Was there any symbols that were associated with the 8 schools of magic? 

If so, what product had these? 

Are they anywhere online?


----------



## Kae'Yoss (Mar 21, 2007)

I (or my DM) had some symbols for the schools for a wizards' brotherhood/PrC in our first campaign. When I get back home, I'll see if I still have the brotherhood's coat-of-arms (with the symbols in it).


----------



## Perun (Mar 21, 2007)

Imagicka said:
			
		

> Greetings...
> 
> Was there any symbols that were associated with the 8 schools of magic?
> 
> ...




The beginning of the Magic chatper in the PH (p. 169) has school symbols on it (see the whole image here). These are the same ones that appeared in the black-cover version of the AD&D 2e PHB (see attachment; hope I'm not breaching any CoC by posting it; it's from the 2e Core Rules CD).

Regards.


----------



## Jadeite (Mar 21, 2007)

Dragon 302, page 51, introduced symbols representing the eight schools.
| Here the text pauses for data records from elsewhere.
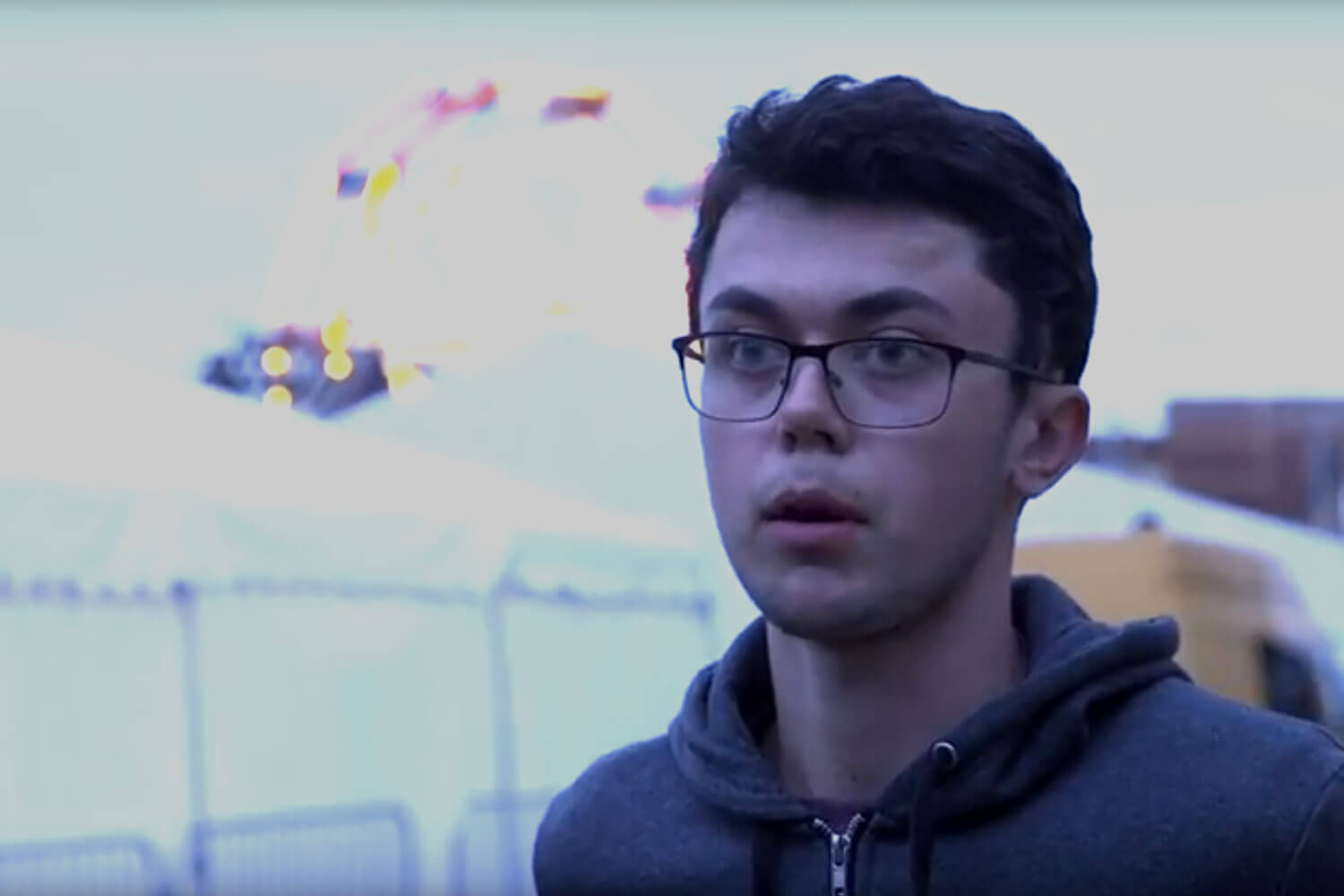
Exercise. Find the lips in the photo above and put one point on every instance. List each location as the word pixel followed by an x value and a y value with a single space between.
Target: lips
pixel 814 506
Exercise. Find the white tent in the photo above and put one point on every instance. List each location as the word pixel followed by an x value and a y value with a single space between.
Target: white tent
pixel 373 669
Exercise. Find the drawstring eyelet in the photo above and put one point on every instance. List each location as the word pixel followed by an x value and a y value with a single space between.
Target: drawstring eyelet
pixel 943 755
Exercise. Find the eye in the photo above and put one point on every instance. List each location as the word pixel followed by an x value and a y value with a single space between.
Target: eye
pixel 892 357
pixel 745 354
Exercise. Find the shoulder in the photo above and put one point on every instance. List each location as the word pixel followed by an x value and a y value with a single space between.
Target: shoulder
pixel 617 823
pixel 624 780
pixel 1249 778
pixel 1185 723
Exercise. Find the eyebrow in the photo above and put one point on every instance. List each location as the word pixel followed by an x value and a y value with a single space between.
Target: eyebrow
pixel 857 311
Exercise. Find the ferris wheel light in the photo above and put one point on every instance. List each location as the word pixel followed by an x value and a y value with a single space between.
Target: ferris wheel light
pixel 277 397
pixel 276 360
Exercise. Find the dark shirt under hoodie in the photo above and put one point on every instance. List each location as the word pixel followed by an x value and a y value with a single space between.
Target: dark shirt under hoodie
pixel 1105 771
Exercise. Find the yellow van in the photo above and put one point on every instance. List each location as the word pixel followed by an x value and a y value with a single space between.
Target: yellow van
pixel 1245 630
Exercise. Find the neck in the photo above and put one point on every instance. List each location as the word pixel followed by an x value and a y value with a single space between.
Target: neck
pixel 851 716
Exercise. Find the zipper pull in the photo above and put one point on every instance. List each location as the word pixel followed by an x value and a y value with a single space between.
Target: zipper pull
pixel 839 864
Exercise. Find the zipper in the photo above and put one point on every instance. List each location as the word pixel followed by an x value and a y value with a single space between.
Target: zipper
pixel 841 852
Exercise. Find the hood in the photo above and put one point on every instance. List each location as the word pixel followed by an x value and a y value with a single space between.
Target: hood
pixel 1010 747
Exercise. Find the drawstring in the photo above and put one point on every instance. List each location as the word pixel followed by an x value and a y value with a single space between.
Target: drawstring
pixel 943 758
pixel 763 849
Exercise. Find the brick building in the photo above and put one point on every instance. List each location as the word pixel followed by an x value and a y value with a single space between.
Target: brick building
pixel 1279 457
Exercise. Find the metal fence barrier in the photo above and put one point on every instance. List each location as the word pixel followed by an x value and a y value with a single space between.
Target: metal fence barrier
pixel 112 866
pixel 491 853
pixel 352 849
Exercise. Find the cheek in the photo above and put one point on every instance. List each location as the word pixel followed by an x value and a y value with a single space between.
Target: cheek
pixel 941 476
pixel 728 457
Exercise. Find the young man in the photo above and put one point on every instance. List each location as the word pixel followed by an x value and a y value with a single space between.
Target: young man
pixel 892 300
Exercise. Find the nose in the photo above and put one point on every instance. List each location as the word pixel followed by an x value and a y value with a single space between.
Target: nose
pixel 808 414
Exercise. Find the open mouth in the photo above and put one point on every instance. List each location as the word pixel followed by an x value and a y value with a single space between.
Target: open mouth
pixel 812 519
pixel 812 506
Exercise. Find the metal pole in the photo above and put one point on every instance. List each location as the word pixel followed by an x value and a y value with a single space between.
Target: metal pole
pixel 505 747
pixel 185 599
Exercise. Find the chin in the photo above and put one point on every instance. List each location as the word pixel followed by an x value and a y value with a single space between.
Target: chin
pixel 817 606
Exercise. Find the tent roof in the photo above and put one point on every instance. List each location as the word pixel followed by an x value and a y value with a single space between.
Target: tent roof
pixel 117 478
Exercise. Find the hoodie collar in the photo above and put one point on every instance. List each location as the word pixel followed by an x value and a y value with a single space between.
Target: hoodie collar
pixel 1004 750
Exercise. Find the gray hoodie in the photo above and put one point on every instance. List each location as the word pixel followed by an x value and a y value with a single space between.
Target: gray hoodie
pixel 1105 771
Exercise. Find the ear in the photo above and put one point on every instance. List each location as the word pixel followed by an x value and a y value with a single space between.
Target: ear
pixel 1050 437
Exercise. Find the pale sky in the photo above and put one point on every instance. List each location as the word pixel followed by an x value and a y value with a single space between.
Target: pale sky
pixel 152 159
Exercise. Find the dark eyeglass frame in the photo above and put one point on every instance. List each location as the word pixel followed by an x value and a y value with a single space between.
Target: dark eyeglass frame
pixel 822 352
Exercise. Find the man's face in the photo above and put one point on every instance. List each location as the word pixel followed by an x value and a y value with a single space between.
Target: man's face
pixel 929 498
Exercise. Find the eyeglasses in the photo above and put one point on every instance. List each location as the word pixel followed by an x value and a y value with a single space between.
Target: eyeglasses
pixel 882 383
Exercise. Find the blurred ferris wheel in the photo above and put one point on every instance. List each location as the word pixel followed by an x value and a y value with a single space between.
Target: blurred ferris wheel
pixel 453 226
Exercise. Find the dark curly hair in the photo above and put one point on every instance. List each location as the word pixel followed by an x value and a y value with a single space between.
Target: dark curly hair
pixel 897 142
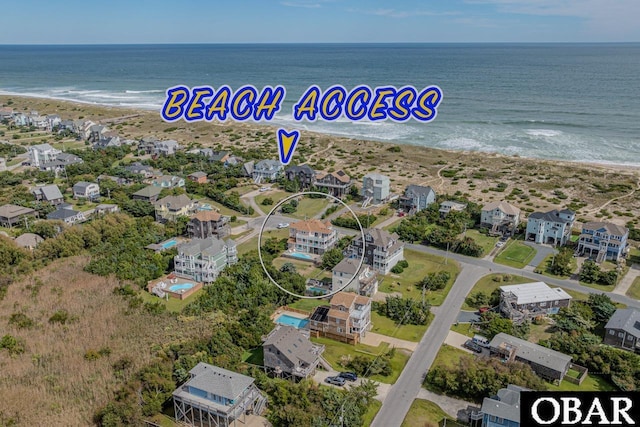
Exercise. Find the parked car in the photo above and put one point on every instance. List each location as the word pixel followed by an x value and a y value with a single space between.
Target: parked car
pixel 349 376
pixel 339 381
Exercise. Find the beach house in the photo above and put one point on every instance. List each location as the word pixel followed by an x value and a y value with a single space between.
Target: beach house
pixel 603 241
pixel 375 188
pixel 304 175
pixel 202 260
pixel 382 250
pixel 500 218
pixel 48 193
pixel 289 353
pixel 86 190
pixel 546 363
pixel 266 170
pixel 416 198
pixel 623 329
pixel 346 319
pixel 336 183
pixel 526 301
pixel 169 208
pixel 216 397
pixel 365 279
pixel 553 227
pixel 208 223
pixel 42 153
pixel 312 236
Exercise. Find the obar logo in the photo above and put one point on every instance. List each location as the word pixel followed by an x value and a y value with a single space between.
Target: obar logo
pixel 579 409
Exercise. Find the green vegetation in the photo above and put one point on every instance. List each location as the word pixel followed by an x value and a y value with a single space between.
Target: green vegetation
pixel 339 354
pixel 516 254
pixel 420 265
pixel 424 413
pixel 634 290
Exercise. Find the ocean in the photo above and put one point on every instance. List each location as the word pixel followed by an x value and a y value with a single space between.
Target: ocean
pixel 575 102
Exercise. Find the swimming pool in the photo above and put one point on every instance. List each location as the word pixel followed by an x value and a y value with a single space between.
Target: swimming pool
pixel 169 243
pixel 181 286
pixel 285 319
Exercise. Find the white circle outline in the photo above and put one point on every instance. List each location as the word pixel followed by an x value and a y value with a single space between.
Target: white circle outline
pixel 281 202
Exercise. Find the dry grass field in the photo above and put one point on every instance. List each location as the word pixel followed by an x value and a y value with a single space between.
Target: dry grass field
pixel 53 383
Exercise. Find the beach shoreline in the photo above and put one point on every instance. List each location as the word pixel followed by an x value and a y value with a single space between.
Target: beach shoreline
pixel 532 184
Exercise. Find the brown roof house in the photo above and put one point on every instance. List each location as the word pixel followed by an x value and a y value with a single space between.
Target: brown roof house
pixel 289 353
pixel 346 319
pixel 336 184
pixel 312 236
pixel 208 223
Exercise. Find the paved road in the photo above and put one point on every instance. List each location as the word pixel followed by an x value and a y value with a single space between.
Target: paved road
pixel 405 390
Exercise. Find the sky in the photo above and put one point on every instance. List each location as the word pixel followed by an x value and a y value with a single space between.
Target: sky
pixel 310 21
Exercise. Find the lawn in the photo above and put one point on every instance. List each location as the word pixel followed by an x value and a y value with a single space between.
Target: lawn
pixel 591 383
pixel 515 254
pixel 255 356
pixel 173 305
pixel 373 409
pixel 422 412
pixel 253 243
pixel 420 264
pixel 385 326
pixel 335 350
pixel 309 208
pixel 487 285
pixel 307 304
pixel 634 290
pixel 487 242
pixel 276 196
pixel 545 266
pixel 464 329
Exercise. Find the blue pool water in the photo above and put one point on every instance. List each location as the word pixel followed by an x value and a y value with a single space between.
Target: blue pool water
pixel 181 286
pixel 169 243
pixel 285 319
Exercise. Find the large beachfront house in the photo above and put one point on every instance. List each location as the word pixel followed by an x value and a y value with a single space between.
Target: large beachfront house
pixel 86 190
pixel 304 175
pixel 365 282
pixel 347 318
pixel 171 207
pixel 42 153
pixel 266 170
pixel 529 300
pixel 312 236
pixel 289 353
pixel 553 227
pixel 546 363
pixel 382 250
pixel 623 329
pixel 336 184
pixel 604 240
pixel 203 259
pixel 216 397
pixel 375 188
pixel 416 198
pixel 500 218
pixel 208 223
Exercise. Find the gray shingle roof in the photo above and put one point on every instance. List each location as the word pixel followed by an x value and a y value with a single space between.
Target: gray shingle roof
pixel 626 319
pixel 218 381
pixel 292 345
pixel 533 352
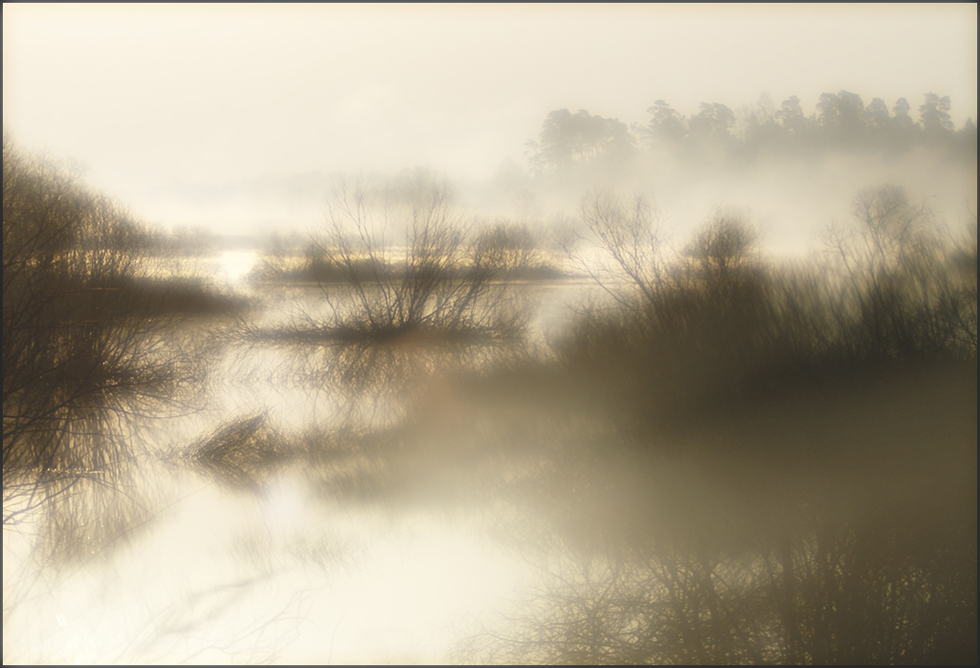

They weren't official, though.


----------



## silvermane (Mar 21, 2007)

Based on the image above, quick symbols can be made using the Unicode block characters (U+250A-U+25DB). For example, apply white/black diamond, circle, square and triangle to opposing schools of magic. Not all fonts have them, though.


----------



## Imagicka (Mar 22, 2007)

Greetings...

Thanks for the help.


----------



## Kae'Yoss (Mar 22, 2007)

One possibility is to take some symbols from NWN/NWN2. All the spells have symbols there, you just have to choose some signature spells for each school and use those symbols. That's what we did back then (though it was BG2 then, as NWN was still in the making back then)


----------